El impacto sobre la infraestructura rural ha sido destructivo, sepultando bajo el lodo proyectos hidroeléctricos, reservas de alimentos, estanques de pesca, carreteras y mercados clave para la distribución. La directora general adjunta de la FAO, Beth Bechdol, advirtió que la pérdida de los medios de subsistencia compromete gravemente la seguridad alimentaria a largo plazo. Asimismo, el sector pecuario enfrenta un panorama desolador, estimándose la pérdida de entre el 5 % y el 10 % de una población ganadera compuesta por más de 350.000 cabezas de ganado y 1,6 millones de aves de corral en las zonas afectadas, con un riesgo inminente de brotes de enfermedades animales.

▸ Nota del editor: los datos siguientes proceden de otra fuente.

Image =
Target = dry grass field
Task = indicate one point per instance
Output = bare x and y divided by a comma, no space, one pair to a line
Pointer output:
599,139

Ante la magnitud de la emergencia, la FAO trabaja junto al Gobierno nepalí utilizando inspecciones de campo y tecnología satelital para estructurar un plan de recuperación urgente. Los organismos internacionales coinciden en que resulta indispensable intervenir de manera prioritaria antes del inicio de la próxima temporada de siembra, evitando así que el desabastecimiento de alimentos se prolongue y afecte aún más la economía de las comunidades campesinas.
Paralelamente, en el vecino reino de Bután, la tragedia nepalí ha encendido las alarmas sobre los riesgos del cambio climático en la región del Himalaya. Las autoridades butanesas mantienen una estricta vigilancia de 24 horas sobre 17 lagos glaciares identificados como potencialmente peligrosos, apoyándose en redes de sensores y sirenas de alerta temprana. El acelerado deshielo provoca que algunos glaciares retrocedan hasta 35 metros por año, aumentando el riesgo de inundaciones por desbordamiento de lagos glaciares, un fenómeno que busca prevenirse mediante obras de drenaje y reducción del nivel del agua.